Photo: Tzafrir Aviyov

'Don't go near my son's grave'

Father calls on Sharon to leave his son's body in Gush Katif cemetery; bereaved settler families ask same

GAZA - The family of Elkana Govi came to his grave on Tuesday, Memorial Day Eve, to pay their respects to his memory -- perhaps for the last time before the planned Israeli disengagement from Gaza in August.

  

Elkana was killed during a terrorist attack in March 2002, but reviewing his son's journal, Moshe believes that he would have wholeheartedly opposed disengagement had he lived. 

 

"An obviously illegal command should not be executed," Corporal Govi wrote before he was cut down in his youth.

 

Moshe believes that unilateral withdrawal would also dishonor his son's death.

 

"Personally, we do not need a Memorial Day, we have one every day," he said. "But this Memorial Day is different because it has deeper meanings. On this Memorial Day, everyone should remember, especially the prime minister, what our sons did and why they died."

 

One of many Gaza families

 

His feelings regarding those who have lived and died in Gaza was echoed in a letter sent to Prime Minister Ariel Sharon on Tuesday. Bereaved Gush Katif families told Sharon that “no man has a right to open our loved ones’ graves without our permission.”

 

The letter also said that doing so would be illegal and immoral, and it wondered how “Shimon Peres could consider the building of vacation homes for murderers on the graves of their victims.”

 

The families said that Peres would do better by ensuring that the graves stay where they are, and everyone be guaranteed the right to visit them.

 

They also expressed strong opposition to opening graves without the permission of settler families.

 

“The graves are not state property, and it cannot do whatever it fancies,” the letter said. “The disinterring graves will just re-open old wounds for families and cause unnecessary suffering.”

 

The letter went on to accuse the government of treating the issue of the graves in the same “humiliating” manner it treated Gaza settlers in general.
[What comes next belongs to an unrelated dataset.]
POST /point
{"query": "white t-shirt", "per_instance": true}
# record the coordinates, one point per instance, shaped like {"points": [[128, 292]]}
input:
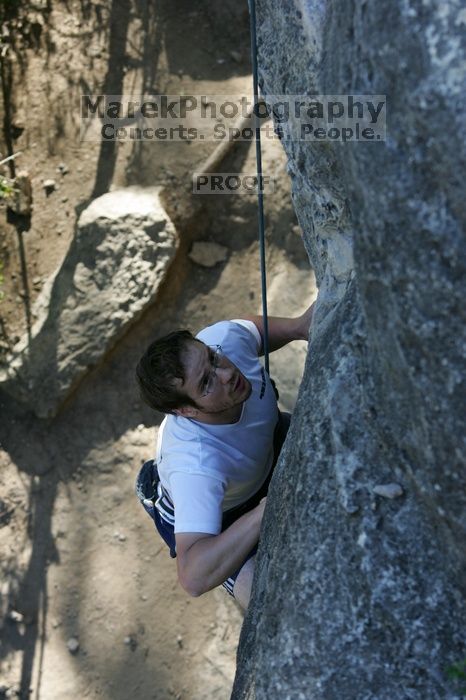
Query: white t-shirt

It demanded that government officials appear before the settlers to explain their actions.

 

“No one came to the families - no psychologists, social workers or rabbis - to prepare them for the necessary shock involving the re-opening of old wounds,” the letter said.

 

Illegal, immoral treatment

 

The settler families noted the High Court of Justice has ruled that the Basic Law on Human Dignity also applies to the deceased and their families. They also argued that the government’s plan violated the 1950 Military Cemeteries Law, which set strict guidelines for disinterring the dead.

 

The families pointed out that many of those buried in Gush Katif were killed by terrorists – perhaps the very same people who stood to build homes on the former Jewish cemetery.

 

“You should wait at least until the families have decided where they plan to live if, God forbid, disengagement is carried out,” the letter asked of Sharon, Defense Minister Shaul Mofaz and Disenaggement Authority Chief Yonatan Bassi.

 

“It’s hard to imagine suffering families would decide what to do with their dead when the government has not yet made it clear what will happen with the living.”